From the Department of Emergency Medicine (N.-.K.M.-.M., N.K.B., J.M.D., C.P., S.K., A.A.G., V.S.B.), School of Medicine, University of Colorado Denver; Adult and Child Consortium for Health Outcomes Research and Delivery Science (B.B.), University of Colorado Anschutz Medical Campus; Department of Biostatistics and Informatics (K.S.), Colorado School of Public Health, University of Colorado, Aurora, Colorado; Emergency Medical Services, Department of Health (S.d.V.), Western Cape Government; Department of Surgery (H.J.L., E.S.) and Division of Forensic Medicine, Department of Pathology (J.V.), Faculty of Medicine and Health Sciences, Stellenbosch University, Cape Town, South Africa; US Army Institute of Surgical Research (S.G.S.), Joint Base San Antonio, Fort Sam Houston, Texas; Brooke Army Medical Center (T.E.B.), Fort Sam Houston, Texas; Joint Trauma System (C.C., S.K.), Defense Health Agency, Fort Sam Houston, Texas; The Center for COMBAT Research, Department of Emergency Medicine (S.K.), School of Medicine, University of Colorado, Aurora; Ernest E Moore Shock Trauma Center at Denver Health (E.E.M.), University of Colorado Denver; and Division of Emergency Medicine (L.A.W.), University of Cape Town, Cape Town, South Africa.

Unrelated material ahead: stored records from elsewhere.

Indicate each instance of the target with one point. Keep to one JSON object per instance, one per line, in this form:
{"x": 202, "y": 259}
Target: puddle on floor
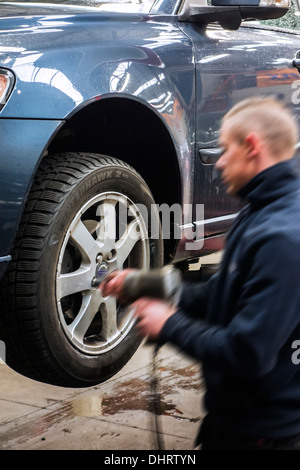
{"x": 131, "y": 395}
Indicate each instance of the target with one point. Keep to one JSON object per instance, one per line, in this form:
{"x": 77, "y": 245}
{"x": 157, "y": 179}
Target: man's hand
{"x": 151, "y": 315}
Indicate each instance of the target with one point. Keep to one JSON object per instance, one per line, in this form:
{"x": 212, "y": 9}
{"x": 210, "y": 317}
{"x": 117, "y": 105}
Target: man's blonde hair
{"x": 270, "y": 118}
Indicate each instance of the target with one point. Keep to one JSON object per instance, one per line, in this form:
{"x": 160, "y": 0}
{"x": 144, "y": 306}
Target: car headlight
{"x": 7, "y": 81}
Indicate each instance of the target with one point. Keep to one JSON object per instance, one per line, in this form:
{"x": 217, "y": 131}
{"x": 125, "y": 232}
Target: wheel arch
{"x": 131, "y": 131}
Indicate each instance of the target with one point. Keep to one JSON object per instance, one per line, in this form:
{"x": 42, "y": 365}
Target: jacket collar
{"x": 272, "y": 183}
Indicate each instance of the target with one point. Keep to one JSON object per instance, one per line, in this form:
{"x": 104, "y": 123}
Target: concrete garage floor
{"x": 115, "y": 415}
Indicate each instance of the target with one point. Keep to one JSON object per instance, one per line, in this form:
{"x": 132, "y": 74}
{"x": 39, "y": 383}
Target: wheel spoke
{"x": 85, "y": 316}
{"x": 126, "y": 243}
{"x": 84, "y": 240}
{"x": 107, "y": 231}
{"x": 71, "y": 283}
{"x": 109, "y": 319}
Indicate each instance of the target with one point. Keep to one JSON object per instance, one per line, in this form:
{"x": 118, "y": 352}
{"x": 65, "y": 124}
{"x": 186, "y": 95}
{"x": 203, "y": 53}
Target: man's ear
{"x": 253, "y": 143}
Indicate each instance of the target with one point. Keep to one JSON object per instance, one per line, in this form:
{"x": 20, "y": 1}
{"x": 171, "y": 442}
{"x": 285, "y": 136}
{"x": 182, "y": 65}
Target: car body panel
{"x": 66, "y": 58}
{"x": 20, "y": 154}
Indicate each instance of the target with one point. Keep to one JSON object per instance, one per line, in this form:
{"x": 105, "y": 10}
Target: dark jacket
{"x": 242, "y": 324}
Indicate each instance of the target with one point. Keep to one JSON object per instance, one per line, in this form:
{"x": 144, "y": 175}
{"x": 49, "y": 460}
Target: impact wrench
{"x": 163, "y": 284}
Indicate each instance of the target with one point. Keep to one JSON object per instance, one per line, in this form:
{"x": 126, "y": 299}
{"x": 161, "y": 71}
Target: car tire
{"x": 56, "y": 326}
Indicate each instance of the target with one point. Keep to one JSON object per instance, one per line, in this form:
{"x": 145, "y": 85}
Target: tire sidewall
{"x": 91, "y": 368}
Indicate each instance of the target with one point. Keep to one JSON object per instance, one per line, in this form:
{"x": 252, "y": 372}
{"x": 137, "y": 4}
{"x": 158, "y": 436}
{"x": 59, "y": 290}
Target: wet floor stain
{"x": 131, "y": 395}
{"x": 140, "y": 395}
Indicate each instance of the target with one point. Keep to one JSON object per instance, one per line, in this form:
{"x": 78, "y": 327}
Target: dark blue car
{"x": 109, "y": 119}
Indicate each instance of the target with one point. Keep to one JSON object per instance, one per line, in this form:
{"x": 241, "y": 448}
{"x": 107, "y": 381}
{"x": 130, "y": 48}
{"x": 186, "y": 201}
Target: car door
{"x": 231, "y": 66}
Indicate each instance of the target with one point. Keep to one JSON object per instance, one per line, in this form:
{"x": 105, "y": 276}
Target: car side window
{"x": 291, "y": 20}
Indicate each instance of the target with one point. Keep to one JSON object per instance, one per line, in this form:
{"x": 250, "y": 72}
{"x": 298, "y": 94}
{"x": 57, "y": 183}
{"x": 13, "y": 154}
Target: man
{"x": 243, "y": 322}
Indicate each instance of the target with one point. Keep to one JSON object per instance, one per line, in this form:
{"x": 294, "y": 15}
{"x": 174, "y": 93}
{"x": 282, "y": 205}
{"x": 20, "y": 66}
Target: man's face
{"x": 233, "y": 163}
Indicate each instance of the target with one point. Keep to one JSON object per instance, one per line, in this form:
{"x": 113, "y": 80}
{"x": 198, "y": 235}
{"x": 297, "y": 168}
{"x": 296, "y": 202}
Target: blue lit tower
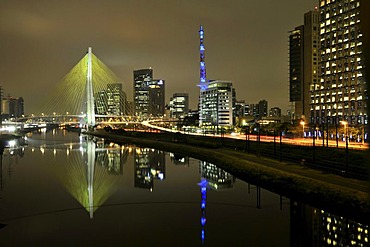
{"x": 203, "y": 80}
{"x": 203, "y": 85}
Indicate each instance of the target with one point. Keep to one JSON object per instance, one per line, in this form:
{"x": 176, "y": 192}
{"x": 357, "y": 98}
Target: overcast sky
{"x": 246, "y": 42}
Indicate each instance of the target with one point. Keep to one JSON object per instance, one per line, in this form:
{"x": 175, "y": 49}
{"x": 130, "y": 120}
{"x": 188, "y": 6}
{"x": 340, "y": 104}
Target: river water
{"x": 62, "y": 189}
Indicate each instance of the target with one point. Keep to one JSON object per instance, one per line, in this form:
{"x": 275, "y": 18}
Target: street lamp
{"x": 345, "y": 123}
{"x": 302, "y": 123}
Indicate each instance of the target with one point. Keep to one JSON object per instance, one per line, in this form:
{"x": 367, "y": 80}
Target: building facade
{"x": 217, "y": 104}
{"x": 149, "y": 94}
{"x": 111, "y": 101}
{"x": 156, "y": 98}
{"x": 303, "y": 64}
{"x": 179, "y": 105}
{"x": 142, "y": 79}
{"x": 12, "y": 107}
{"x": 341, "y": 93}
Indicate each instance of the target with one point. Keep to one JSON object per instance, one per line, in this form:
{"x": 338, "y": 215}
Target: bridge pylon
{"x": 90, "y": 110}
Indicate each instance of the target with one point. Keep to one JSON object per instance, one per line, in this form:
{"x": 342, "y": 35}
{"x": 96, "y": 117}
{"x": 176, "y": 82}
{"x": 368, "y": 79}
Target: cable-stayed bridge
{"x": 89, "y": 93}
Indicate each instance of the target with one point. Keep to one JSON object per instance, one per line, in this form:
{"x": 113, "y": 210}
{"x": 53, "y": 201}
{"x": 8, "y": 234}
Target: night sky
{"x": 246, "y": 42}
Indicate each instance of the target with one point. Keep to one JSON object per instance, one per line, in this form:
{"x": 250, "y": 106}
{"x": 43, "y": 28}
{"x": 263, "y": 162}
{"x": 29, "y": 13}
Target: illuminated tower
{"x": 203, "y": 82}
{"x": 90, "y": 112}
{"x": 203, "y": 85}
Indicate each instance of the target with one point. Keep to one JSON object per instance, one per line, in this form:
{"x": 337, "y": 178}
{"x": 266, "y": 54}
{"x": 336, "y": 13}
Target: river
{"x": 62, "y": 189}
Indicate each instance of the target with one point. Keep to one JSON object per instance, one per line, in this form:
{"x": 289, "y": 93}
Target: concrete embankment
{"x": 344, "y": 196}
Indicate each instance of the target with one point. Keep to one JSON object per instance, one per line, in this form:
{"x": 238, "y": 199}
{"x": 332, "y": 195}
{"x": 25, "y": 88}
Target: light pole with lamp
{"x": 345, "y": 125}
{"x": 302, "y": 123}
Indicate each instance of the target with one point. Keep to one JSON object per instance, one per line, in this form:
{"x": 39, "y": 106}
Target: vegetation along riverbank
{"x": 342, "y": 195}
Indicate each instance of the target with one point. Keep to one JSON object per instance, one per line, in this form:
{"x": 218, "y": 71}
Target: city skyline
{"x": 245, "y": 44}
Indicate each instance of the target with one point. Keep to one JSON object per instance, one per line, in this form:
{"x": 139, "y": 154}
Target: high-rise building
{"x": 111, "y": 101}
{"x": 275, "y": 112}
{"x": 149, "y": 94}
{"x": 341, "y": 93}
{"x": 142, "y": 78}
{"x": 179, "y": 105}
{"x": 217, "y": 104}
{"x": 262, "y": 108}
{"x": 12, "y": 107}
{"x": 156, "y": 98}
{"x": 303, "y": 64}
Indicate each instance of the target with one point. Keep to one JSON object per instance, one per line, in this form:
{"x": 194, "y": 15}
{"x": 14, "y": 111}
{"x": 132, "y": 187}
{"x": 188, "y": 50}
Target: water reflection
{"x": 89, "y": 170}
{"x": 150, "y": 164}
{"x": 315, "y": 227}
{"x": 93, "y": 171}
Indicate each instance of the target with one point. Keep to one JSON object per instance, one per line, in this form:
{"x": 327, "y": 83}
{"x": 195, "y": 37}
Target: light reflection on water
{"x": 65, "y": 189}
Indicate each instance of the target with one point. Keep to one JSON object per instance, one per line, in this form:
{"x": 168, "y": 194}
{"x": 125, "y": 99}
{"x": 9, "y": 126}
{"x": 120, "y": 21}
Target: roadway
{"x": 264, "y": 138}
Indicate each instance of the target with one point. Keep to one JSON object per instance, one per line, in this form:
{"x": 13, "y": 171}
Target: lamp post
{"x": 302, "y": 123}
{"x": 345, "y": 126}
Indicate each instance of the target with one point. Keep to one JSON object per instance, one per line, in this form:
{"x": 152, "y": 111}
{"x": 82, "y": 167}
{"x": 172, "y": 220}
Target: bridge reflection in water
{"x": 88, "y": 171}
{"x": 91, "y": 169}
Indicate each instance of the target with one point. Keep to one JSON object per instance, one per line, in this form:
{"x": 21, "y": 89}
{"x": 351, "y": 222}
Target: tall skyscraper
{"x": 303, "y": 64}
{"x": 179, "y": 105}
{"x": 149, "y": 94}
{"x": 156, "y": 98}
{"x": 12, "y": 107}
{"x": 341, "y": 93}
{"x": 203, "y": 84}
{"x": 142, "y": 78}
{"x": 262, "y": 108}
{"x": 111, "y": 101}
{"x": 217, "y": 104}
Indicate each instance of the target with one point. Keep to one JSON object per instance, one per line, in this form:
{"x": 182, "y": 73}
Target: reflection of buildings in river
{"x": 179, "y": 159}
{"x": 113, "y": 157}
{"x": 150, "y": 164}
{"x": 315, "y": 227}
{"x": 217, "y": 178}
{"x": 213, "y": 178}
{"x": 87, "y": 174}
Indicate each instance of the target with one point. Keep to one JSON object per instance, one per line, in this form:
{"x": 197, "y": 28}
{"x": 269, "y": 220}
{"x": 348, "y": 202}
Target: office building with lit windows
{"x": 12, "y": 107}
{"x": 111, "y": 101}
{"x": 179, "y": 105}
{"x": 341, "y": 93}
{"x": 149, "y": 94}
{"x": 303, "y": 64}
{"x": 217, "y": 104}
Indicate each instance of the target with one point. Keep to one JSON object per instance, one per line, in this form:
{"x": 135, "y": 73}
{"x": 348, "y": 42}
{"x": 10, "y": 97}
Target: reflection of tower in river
{"x": 150, "y": 164}
{"x": 315, "y": 227}
{"x": 213, "y": 178}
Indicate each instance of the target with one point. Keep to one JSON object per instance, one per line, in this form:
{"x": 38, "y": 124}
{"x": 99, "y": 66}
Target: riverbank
{"x": 343, "y": 196}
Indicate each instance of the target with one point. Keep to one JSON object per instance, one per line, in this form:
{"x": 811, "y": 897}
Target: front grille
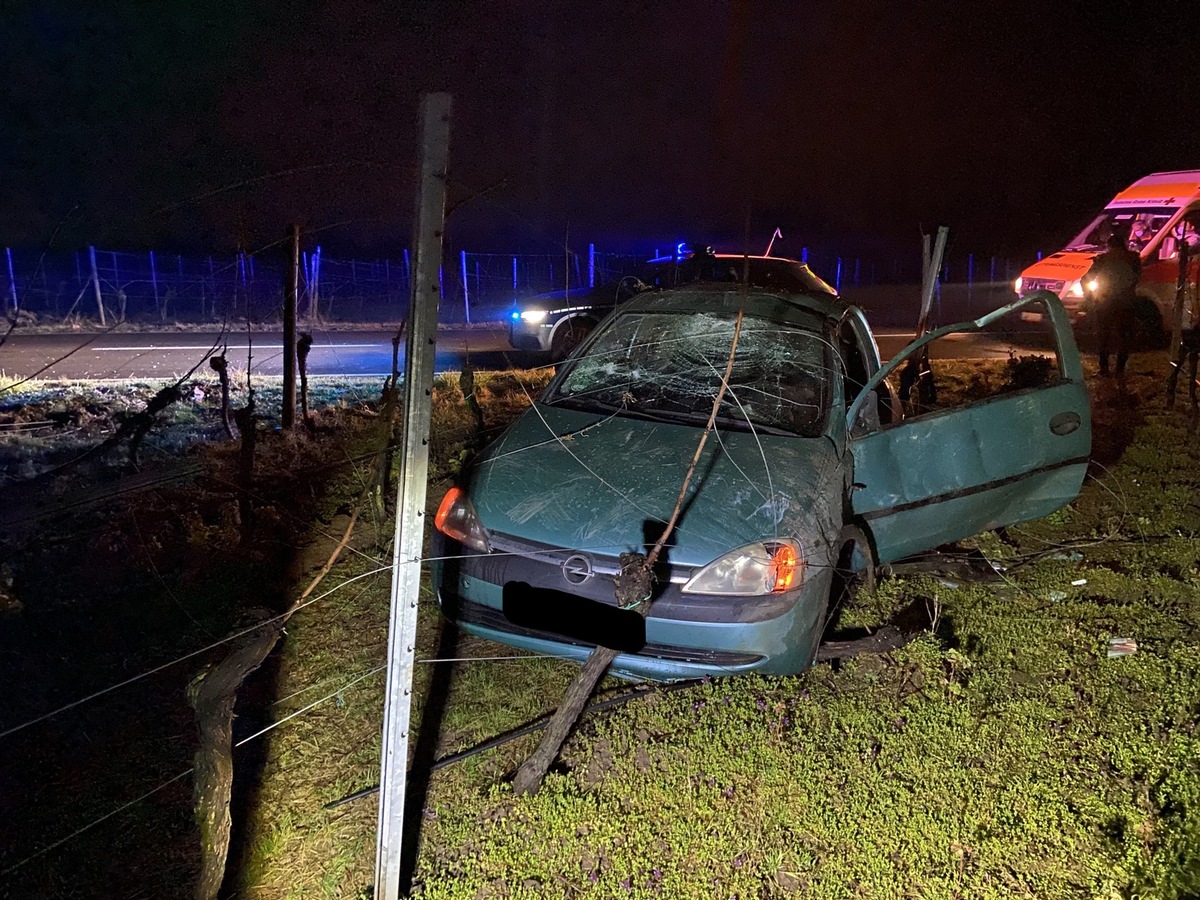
{"x": 486, "y": 617}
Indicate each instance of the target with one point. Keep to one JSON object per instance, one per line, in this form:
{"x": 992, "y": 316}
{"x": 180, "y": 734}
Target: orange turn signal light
{"x": 785, "y": 563}
{"x": 448, "y": 504}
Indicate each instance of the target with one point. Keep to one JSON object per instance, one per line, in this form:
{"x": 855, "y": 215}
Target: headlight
{"x": 456, "y": 519}
{"x": 753, "y": 570}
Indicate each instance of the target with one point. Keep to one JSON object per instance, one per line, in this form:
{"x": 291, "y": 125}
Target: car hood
{"x": 591, "y": 481}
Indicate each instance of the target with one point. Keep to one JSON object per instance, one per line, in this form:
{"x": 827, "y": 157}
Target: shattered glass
{"x": 669, "y": 366}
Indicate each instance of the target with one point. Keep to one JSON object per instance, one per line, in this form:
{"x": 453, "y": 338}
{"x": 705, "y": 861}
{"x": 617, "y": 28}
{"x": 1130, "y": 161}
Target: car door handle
{"x": 1065, "y": 423}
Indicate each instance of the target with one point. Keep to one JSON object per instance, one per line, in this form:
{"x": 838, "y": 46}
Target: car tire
{"x": 853, "y": 570}
{"x": 568, "y": 336}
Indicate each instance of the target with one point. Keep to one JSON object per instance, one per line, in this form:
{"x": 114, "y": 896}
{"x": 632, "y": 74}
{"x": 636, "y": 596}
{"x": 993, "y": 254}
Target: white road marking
{"x": 231, "y": 347}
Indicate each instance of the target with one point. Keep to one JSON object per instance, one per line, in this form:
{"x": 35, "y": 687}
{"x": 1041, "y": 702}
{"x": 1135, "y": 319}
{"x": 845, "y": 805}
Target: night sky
{"x": 211, "y": 125}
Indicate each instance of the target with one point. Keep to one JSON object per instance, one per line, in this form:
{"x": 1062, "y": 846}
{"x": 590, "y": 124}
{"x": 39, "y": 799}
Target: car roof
{"x": 721, "y": 297}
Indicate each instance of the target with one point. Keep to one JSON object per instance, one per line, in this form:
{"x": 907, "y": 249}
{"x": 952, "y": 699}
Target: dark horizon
{"x": 213, "y": 127}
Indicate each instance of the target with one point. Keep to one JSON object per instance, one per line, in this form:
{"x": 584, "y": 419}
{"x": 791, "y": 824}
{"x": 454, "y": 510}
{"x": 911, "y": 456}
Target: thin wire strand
{"x": 187, "y": 655}
{"x": 187, "y": 772}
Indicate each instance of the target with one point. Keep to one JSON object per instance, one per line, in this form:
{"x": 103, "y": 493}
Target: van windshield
{"x": 1139, "y": 225}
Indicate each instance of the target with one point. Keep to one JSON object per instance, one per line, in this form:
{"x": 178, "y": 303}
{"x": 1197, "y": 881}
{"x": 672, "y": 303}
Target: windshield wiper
{"x": 589, "y": 405}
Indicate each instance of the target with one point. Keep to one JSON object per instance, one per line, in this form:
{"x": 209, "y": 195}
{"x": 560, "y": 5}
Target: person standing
{"x": 1113, "y": 282}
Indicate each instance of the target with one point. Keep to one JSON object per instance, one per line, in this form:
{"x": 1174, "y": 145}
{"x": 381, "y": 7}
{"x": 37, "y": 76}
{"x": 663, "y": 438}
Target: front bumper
{"x": 520, "y": 595}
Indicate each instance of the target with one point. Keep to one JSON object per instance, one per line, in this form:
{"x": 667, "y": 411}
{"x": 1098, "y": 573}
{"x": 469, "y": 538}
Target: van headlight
{"x": 761, "y": 568}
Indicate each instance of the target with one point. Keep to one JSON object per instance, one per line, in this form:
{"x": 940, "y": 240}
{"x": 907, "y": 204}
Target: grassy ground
{"x": 1002, "y": 754}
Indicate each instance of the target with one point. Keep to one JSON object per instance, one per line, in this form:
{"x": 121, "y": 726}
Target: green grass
{"x": 1005, "y": 755}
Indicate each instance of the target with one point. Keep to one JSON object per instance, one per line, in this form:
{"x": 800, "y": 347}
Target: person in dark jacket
{"x": 1113, "y": 282}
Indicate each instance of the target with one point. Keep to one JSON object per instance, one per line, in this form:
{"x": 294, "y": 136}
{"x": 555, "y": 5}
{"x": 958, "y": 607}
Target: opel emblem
{"x": 576, "y": 569}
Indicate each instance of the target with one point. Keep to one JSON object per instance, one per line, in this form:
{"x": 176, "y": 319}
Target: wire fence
{"x": 107, "y": 286}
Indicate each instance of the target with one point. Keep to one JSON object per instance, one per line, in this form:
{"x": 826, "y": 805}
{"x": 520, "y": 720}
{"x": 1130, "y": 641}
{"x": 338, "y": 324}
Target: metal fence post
{"x": 12, "y": 280}
{"x": 466, "y": 291}
{"x": 154, "y": 283}
{"x": 95, "y": 283}
{"x": 414, "y": 460}
{"x": 291, "y": 298}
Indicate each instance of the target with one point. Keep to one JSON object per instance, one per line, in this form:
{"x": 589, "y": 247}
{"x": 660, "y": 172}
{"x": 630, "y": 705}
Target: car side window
{"x": 853, "y": 361}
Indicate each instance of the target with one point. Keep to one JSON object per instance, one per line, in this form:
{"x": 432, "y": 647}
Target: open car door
{"x": 948, "y": 473}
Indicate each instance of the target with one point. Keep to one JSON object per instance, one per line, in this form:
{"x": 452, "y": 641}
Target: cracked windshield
{"x": 670, "y": 365}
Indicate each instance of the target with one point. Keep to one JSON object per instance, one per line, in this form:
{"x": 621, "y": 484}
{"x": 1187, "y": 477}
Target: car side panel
{"x": 947, "y": 475}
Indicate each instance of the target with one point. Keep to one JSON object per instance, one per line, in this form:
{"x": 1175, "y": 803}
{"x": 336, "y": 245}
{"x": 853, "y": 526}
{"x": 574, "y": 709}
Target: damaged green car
{"x": 811, "y": 478}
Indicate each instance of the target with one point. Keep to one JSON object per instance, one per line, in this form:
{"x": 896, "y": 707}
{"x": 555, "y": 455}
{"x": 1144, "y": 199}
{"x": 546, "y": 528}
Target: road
{"x": 131, "y": 355}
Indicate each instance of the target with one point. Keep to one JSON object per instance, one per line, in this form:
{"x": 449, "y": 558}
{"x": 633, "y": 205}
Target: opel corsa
{"x": 810, "y": 479}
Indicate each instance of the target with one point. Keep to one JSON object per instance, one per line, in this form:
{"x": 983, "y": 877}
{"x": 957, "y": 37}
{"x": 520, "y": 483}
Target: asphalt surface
{"x": 137, "y": 355}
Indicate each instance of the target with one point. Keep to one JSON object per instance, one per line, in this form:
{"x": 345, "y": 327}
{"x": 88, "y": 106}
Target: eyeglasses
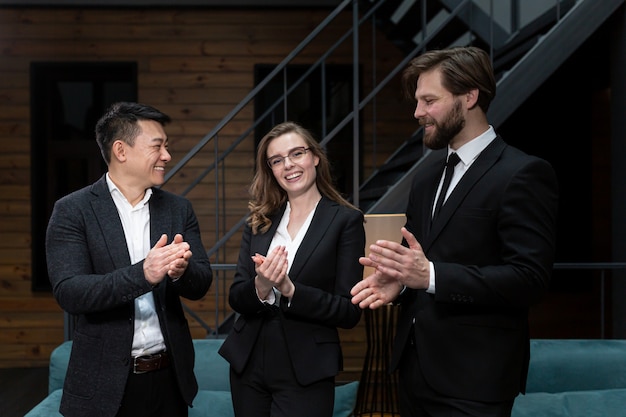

J Trauma Acute Care Surg. 2022 Aug 1;93(2S Suppl 1):S78-S85. doi: 10.1097/TA.0000000000003675. Epub 2022 May 21.
Civilian and military populations alike are increasingly faced with undesirable situations in which prehospital and definitive care times will be delayed. The Western Cape of South Africa has some similarities in capabilities, injury profiles, resource limitations, and system configuration to US military prolonged casualty care (PCC) settings. This study provides an initial description of civilians in the Western Cape who experience PCC and compares the PCC and non-PCC populations.
We conducted a 6-month analysis of an ongoing, prospective, large-scale epidemiologic study of prolonged trauma care in the Western Cape (Epidemiology and Outcomes of Prolonged Trauma Care [EpiC]). We define PCC as ≥10 hours from injury to arrival at definitive care. We describe patient characteristics, critical interventions, key times, and outcomes as they may relate to military PCC and compare these using χ 2 and Wilcoxon tests. We estimated the associations between PCC status and the primary and secondary outcomes using logistic regression models.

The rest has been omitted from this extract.